A comparative study of the physicochemical properties of iron isomaltoside 1000 (Monofer), a new intravenous iron preparation and its clinical implications.

The treatment of iron deficiency anemia with polynuclear iron formulations is an established therapy in patients with chronic kidney disease but also in other disease areas like gastroenterology, cardiology, oncology, pre/post operatively and obstetrics' and gynecology. Parenteral iron formulations represent colloidal systems in the lower nanometer size range which have traditionally been shown to consist of an iron core surrounded by a carbohydrate shell. In this publication, we for the first time describe the novel matrix structure of iron isomaltoside 1000 which differs from the traditional picture of an iron core surrounded by a carbohydrate. Despite some structural similarities between the different iron formulations, the products differ significantly in their physicochemical properties such as particle size, zeta potential, free and labile iron content, and release of iron in serum.
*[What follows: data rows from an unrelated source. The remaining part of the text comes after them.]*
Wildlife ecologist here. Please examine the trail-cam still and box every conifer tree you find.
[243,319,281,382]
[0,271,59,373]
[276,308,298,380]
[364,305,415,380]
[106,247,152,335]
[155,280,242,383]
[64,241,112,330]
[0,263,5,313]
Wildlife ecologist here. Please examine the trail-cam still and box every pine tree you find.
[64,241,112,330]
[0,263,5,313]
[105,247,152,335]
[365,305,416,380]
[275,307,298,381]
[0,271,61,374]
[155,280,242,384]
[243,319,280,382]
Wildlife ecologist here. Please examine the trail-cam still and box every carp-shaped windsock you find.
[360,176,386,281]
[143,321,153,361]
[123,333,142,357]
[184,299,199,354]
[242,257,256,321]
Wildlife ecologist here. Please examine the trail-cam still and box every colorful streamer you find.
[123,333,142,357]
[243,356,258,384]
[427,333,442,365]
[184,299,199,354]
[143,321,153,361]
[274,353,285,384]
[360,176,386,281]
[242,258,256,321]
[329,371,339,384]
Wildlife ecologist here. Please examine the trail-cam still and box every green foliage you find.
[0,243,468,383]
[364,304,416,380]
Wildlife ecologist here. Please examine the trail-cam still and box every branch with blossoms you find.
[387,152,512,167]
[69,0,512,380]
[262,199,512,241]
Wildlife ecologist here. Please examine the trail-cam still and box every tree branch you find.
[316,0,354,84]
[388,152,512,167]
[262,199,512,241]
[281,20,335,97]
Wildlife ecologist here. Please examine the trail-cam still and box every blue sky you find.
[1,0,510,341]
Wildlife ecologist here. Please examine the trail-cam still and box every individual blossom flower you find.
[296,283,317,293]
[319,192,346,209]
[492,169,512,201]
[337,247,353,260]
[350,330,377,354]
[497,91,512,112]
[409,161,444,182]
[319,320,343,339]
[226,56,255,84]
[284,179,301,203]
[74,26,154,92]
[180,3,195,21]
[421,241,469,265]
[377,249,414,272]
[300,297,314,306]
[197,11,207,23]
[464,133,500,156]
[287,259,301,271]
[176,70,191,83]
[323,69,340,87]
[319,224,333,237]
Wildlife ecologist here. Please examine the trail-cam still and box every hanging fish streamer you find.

This study compares the physiochemical properties of iron isomaltoside 1000 (Monofer) with the currently available intravenous iron preparations and relates them to their biopharmaceutical properties and their approved clinical applications. The investigated products encompass low molecular weight iron dextran (CosmoFer), sodium ferric gluconate (Ferrlecit), iron sucrose (Venofer), iron carboxymaltose (Ferinject/Injectafer), and ferumoxytol (Feraheme) which are compared to iron isomaltoside 1000 (Monofer). It is shown that significant and clinically relevant differences exist between sodium ferric gluconate and iron sucrose as labile iron formulations and iron dextran, iron carboxymaltose, ferumoxytol, and iron isomaltoside 1000 as stable polynuclear formulations. The differences exist in terms of their immunogenic potential, safety, and convenience of use, the latter being expressed by the opportunity for high single-dose administration and short infusion times. Monofer is a new parenteral iron product with a very low immunogenic potential and a very low content of labile and free iron. This enables Monofer, as the only IV iron formulation, to be administered as a rapid high dose infusion in doses exceeding 1000 mg without the application of a test dose. This offers considerable dose flexibility, including the possibility of providing full iron repletion in a single infusion (one-dose iron repletion).